If you have thousands of laid-out pages but now need their content to be structured, all is not necessarily lost.
For over a decade we had completed forms laid out using Adobe InDesign. Although key elements were placed in separate boxes, they were set up to look good in print, and lacked any structure in their content. The task was to turn more than 7500 individual files into a database, in which we could search, sort, and analyse – something conventionally viewed as requiring prolonged labour and great cost.
I had just three days, and the tools to hand on my iMac.
Searching for structure
When confronted by apparently unstructured content, the first quest is to find a format in which it can be rendered with some structure, even if that is not as fine-grained as you might wish. The most obvious routes are often the least useful, though: exporting these forms as XML threw the entire content away, and HTML was little better, as it simply concatenated the text into a meaningless series of paragraphs. Conversions from PDF files are commonly as unhelpful.
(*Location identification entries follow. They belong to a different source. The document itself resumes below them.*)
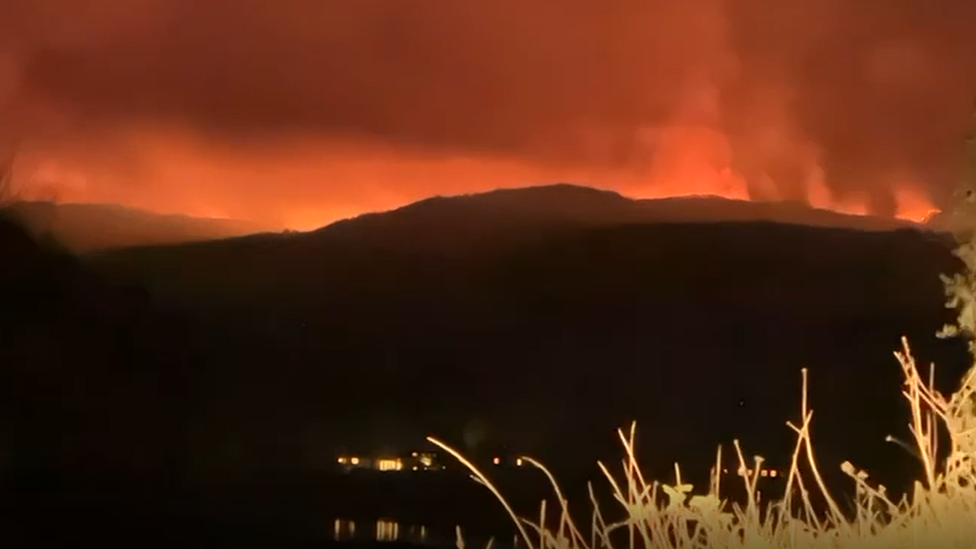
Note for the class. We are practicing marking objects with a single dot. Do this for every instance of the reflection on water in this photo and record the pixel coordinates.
(380, 530)
(385, 530)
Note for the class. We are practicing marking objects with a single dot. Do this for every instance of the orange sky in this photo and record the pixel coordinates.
(298, 112)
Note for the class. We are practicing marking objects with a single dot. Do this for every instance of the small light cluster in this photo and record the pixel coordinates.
(764, 473)
(416, 461)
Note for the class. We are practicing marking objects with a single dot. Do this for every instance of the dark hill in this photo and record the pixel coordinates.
(548, 339)
(519, 214)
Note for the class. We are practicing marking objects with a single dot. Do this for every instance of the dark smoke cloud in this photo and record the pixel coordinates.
(869, 92)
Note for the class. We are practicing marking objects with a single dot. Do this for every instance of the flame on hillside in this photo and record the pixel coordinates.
(312, 185)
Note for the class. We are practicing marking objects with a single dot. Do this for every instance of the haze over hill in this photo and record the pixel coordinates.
(512, 315)
(83, 228)
(470, 219)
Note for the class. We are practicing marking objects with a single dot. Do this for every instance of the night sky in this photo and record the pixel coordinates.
(301, 111)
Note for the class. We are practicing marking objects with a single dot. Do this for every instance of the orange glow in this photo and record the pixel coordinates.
(310, 183)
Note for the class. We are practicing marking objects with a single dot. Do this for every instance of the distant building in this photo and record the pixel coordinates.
(411, 461)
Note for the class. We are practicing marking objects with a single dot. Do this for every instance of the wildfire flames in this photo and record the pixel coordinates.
(312, 186)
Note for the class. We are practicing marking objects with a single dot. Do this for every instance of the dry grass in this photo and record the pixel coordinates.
(940, 511)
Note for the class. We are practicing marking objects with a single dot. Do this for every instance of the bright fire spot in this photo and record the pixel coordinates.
(328, 180)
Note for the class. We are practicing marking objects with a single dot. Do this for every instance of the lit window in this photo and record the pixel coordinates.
(389, 464)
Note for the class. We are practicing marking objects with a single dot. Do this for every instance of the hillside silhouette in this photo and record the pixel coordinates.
(504, 215)
(489, 329)
(95, 398)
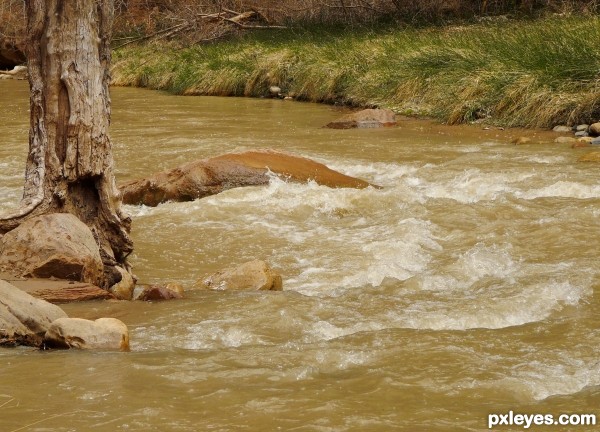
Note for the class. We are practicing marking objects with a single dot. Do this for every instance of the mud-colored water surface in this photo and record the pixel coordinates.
(467, 286)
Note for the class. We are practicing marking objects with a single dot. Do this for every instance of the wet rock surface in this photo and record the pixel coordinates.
(23, 318)
(250, 276)
(56, 245)
(103, 334)
(365, 119)
(211, 176)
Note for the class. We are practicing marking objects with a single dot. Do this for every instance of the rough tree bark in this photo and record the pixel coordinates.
(69, 167)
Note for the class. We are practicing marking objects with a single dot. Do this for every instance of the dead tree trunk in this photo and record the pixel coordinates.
(70, 165)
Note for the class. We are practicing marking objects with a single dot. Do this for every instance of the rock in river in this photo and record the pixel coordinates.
(368, 118)
(210, 176)
(103, 333)
(55, 245)
(23, 318)
(170, 291)
(251, 276)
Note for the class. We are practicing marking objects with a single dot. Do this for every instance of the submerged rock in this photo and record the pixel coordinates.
(103, 333)
(594, 129)
(169, 291)
(210, 176)
(251, 276)
(123, 290)
(565, 140)
(23, 318)
(590, 157)
(55, 245)
(368, 118)
(18, 73)
(562, 129)
(521, 141)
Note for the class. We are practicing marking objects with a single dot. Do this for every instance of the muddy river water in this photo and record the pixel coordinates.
(468, 286)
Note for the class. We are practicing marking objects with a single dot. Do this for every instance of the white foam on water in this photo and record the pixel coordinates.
(471, 186)
(545, 160)
(479, 309)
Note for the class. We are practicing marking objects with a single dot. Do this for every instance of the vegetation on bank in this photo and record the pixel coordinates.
(533, 73)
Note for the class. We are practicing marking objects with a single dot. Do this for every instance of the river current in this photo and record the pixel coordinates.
(467, 286)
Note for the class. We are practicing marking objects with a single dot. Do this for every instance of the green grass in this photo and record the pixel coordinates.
(517, 73)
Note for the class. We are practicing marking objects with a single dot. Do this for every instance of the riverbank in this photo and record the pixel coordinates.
(512, 73)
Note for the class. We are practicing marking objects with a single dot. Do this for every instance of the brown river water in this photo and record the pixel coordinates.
(467, 286)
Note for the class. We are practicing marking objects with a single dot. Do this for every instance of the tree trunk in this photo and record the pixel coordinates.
(70, 166)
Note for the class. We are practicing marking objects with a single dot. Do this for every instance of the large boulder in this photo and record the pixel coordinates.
(103, 333)
(210, 176)
(23, 318)
(251, 276)
(594, 129)
(56, 245)
(368, 118)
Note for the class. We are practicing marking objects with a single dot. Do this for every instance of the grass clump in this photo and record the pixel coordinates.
(515, 73)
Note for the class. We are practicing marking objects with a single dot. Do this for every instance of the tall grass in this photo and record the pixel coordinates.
(514, 73)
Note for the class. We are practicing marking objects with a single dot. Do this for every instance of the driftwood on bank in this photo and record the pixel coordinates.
(221, 22)
(210, 176)
(69, 167)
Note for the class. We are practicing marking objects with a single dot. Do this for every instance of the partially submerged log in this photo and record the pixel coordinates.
(57, 290)
(210, 176)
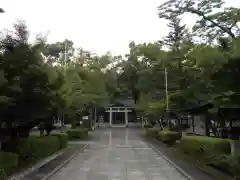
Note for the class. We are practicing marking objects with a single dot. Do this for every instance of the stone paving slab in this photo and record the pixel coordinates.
(118, 155)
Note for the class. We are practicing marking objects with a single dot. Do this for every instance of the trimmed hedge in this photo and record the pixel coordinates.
(168, 137)
(77, 134)
(8, 163)
(202, 146)
(227, 163)
(35, 148)
(148, 126)
(152, 132)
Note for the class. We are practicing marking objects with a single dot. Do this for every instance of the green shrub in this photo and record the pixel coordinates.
(35, 148)
(152, 132)
(227, 163)
(202, 146)
(8, 162)
(63, 139)
(77, 134)
(168, 137)
(148, 126)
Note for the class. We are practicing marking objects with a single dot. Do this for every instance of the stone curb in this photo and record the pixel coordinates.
(172, 163)
(63, 164)
(21, 175)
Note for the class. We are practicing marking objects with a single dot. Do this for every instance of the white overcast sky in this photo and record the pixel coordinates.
(95, 25)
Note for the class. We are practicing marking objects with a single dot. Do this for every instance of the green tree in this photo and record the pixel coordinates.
(214, 21)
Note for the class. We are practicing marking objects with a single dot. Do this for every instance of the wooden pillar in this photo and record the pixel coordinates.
(126, 117)
(110, 117)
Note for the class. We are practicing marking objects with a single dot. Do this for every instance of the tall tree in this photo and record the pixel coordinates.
(214, 22)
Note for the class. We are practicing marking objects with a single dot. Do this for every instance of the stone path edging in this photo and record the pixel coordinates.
(171, 162)
(63, 164)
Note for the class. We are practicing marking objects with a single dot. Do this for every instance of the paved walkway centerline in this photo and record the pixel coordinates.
(118, 154)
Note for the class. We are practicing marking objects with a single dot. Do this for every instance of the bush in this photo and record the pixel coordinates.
(63, 139)
(148, 126)
(152, 132)
(202, 146)
(168, 137)
(8, 162)
(77, 134)
(35, 148)
(227, 163)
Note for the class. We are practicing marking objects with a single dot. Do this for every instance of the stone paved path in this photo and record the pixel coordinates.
(118, 154)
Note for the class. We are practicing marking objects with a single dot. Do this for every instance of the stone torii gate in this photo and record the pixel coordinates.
(126, 110)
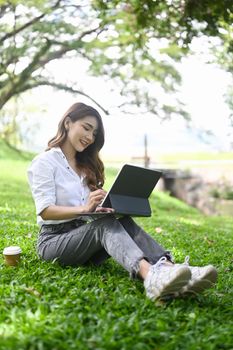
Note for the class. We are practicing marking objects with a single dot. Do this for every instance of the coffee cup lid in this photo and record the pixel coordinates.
(12, 250)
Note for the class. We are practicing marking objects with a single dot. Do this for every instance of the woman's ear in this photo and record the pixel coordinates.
(67, 123)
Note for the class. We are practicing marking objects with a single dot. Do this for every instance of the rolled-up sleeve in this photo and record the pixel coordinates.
(41, 180)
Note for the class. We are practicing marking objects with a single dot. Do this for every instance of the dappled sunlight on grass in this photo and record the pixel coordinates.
(190, 221)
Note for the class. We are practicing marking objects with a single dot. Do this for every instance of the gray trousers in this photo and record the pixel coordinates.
(77, 242)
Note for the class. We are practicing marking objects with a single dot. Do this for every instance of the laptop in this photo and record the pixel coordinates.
(129, 193)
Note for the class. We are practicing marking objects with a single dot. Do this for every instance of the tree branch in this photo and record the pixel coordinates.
(59, 86)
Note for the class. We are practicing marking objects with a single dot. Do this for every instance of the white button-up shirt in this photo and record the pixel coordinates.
(54, 182)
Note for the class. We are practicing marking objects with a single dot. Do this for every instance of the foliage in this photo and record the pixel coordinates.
(131, 43)
(46, 307)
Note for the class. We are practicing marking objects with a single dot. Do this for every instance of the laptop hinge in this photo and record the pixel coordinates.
(130, 205)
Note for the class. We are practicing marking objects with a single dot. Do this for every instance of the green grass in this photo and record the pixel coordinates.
(44, 306)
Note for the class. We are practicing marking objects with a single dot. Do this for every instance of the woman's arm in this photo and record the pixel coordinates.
(56, 212)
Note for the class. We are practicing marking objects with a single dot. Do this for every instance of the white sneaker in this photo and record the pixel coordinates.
(165, 280)
(202, 278)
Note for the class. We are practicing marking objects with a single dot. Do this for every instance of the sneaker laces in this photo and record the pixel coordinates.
(159, 263)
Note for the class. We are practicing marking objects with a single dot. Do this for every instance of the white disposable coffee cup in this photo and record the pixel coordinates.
(12, 255)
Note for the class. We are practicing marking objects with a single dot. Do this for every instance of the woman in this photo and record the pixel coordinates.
(66, 182)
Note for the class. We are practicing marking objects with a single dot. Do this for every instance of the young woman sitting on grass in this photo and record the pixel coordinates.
(65, 180)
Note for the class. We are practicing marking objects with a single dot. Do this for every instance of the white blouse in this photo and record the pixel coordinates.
(54, 182)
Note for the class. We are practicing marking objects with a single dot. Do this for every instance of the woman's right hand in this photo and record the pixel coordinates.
(95, 198)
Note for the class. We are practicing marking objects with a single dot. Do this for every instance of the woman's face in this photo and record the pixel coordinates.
(81, 133)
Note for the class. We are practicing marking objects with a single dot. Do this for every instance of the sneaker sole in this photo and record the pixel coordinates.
(207, 281)
(177, 283)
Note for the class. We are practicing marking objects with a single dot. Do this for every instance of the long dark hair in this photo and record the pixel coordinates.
(88, 161)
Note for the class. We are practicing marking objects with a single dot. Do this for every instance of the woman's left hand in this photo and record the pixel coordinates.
(104, 210)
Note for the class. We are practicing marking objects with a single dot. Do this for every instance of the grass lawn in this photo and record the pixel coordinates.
(45, 306)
But InDesign and similar apps usually support an exchange format, in this case Adobe InDesign Markup Language (IDML), an open XML format documented by Adobe here, with an explanatory cookbook here.
IDML files turn out to be zipped archives, within which each text element is stored in a separate file in the /Stories folder. As we had used the same master layout and text boxes in every document, individual content within every IDML file was to be found in XML files of exactly the same name: for example, the text placed in the Surname box was always placed in the file named Story_u9dc.xml.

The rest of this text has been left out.